If you thought drifting was intense before, wait till it’s near pitch black, and you’re inside a hall
While the track itself challenged the drivers, a location inside buildings threw up its own health, safety, and visibility challenges.
“Early testing showed we would be combating tyre smoke, fumes, and carbon monoxide. Also, the venue needed us to abide by strict noise time frames, leading us to run Pro and Pro Sport categories on completely separate days, which we haven’t done before,” Jo Smaulder, D1NZ race controller, told us.
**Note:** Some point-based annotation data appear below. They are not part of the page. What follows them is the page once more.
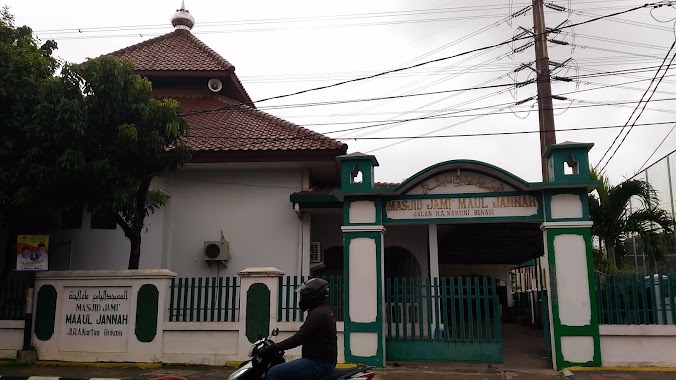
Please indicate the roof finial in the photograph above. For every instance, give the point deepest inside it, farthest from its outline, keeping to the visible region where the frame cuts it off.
(182, 19)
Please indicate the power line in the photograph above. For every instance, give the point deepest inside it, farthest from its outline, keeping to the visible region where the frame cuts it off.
(637, 106)
(318, 137)
(459, 114)
(424, 63)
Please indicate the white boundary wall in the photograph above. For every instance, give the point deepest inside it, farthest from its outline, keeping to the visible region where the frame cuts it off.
(638, 345)
(205, 343)
(215, 343)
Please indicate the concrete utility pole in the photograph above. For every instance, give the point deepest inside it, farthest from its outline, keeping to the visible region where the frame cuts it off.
(545, 110)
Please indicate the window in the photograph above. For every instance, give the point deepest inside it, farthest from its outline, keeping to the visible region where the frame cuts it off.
(71, 218)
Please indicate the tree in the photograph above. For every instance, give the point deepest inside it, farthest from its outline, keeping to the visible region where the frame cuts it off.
(614, 221)
(25, 65)
(99, 138)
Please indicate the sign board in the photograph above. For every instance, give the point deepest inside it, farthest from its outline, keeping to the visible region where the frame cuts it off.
(95, 319)
(460, 182)
(465, 208)
(32, 252)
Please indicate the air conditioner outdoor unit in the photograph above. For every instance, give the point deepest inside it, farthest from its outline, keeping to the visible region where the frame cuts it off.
(316, 254)
(216, 250)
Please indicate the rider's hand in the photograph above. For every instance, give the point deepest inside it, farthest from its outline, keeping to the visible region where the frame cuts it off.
(266, 351)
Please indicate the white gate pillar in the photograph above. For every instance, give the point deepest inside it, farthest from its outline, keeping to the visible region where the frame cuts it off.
(574, 327)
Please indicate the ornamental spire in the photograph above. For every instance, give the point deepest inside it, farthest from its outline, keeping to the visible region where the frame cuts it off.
(182, 19)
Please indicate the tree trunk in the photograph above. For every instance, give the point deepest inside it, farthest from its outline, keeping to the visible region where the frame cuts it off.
(135, 252)
(612, 263)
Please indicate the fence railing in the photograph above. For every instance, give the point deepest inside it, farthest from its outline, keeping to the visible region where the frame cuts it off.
(635, 299)
(443, 309)
(13, 298)
(204, 299)
(288, 310)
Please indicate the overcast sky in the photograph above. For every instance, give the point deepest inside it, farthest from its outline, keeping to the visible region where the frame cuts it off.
(279, 47)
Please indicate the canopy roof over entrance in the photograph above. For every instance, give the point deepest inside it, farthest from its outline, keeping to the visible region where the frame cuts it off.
(489, 243)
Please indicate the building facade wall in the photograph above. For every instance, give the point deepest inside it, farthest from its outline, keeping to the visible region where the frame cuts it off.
(250, 207)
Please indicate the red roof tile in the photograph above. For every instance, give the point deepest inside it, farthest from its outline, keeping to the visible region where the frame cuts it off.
(318, 190)
(222, 124)
(178, 50)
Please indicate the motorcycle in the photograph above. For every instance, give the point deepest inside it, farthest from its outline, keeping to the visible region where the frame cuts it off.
(256, 367)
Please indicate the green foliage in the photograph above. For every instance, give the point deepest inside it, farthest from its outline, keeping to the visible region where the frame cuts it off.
(615, 222)
(24, 67)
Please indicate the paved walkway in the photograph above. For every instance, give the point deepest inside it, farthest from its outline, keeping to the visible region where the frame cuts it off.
(394, 371)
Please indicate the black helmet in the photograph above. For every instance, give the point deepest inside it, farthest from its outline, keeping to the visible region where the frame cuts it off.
(313, 293)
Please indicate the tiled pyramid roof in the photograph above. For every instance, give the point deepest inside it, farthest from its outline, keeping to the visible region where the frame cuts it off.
(179, 50)
(222, 124)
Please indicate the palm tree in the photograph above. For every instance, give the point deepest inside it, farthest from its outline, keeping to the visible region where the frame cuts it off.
(614, 221)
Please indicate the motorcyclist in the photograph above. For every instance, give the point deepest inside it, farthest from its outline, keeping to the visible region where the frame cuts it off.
(317, 335)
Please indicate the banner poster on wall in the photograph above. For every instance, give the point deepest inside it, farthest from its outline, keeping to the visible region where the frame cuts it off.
(32, 252)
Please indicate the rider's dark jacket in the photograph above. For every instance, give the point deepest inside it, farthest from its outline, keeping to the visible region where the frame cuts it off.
(317, 336)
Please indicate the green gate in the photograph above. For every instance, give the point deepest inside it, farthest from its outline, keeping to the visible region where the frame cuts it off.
(531, 300)
(448, 318)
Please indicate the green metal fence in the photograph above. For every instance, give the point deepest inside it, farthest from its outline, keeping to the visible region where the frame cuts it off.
(635, 299)
(13, 297)
(204, 299)
(288, 310)
(449, 318)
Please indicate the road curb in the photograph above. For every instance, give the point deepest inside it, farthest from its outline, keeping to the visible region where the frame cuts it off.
(622, 369)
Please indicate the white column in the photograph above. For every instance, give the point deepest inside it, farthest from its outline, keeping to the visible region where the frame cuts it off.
(269, 277)
(434, 252)
(433, 266)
With TV the main focus, there was still live viewing, so large industrial fans were brought in and positioned at each door, while not one naked set of ears could be seen in the place — if you thought drifting was intense before, wait till it’s near pitch black and you’re inside a hall with external wastegates shooting flames and limiters popping off like machine guns.
The result was a hard-hitting, live-action drift arena like nothing we’ve seen in New Zealand. Once the floodlights were turned off, the once-familiar halls of the ASB Showgrounds were transformed into another world — drifting pandemonium, with an exceptional amount of noise and theatre.
“When you’re doing something different, you have to believe in yourself that it can be done and let nothing stop you. We have the right team and the right event foundations, and we let the results speak for themselves,” Brendon explains.
Banging doors, in a go-kart-sized circus circuit, in 500-pluskilowatt world-class flame-spitting machines sounds like something from a video game — thanks Covid-19; you’ve given us some weird and wonderful shit over the past few months, but this takes the cake!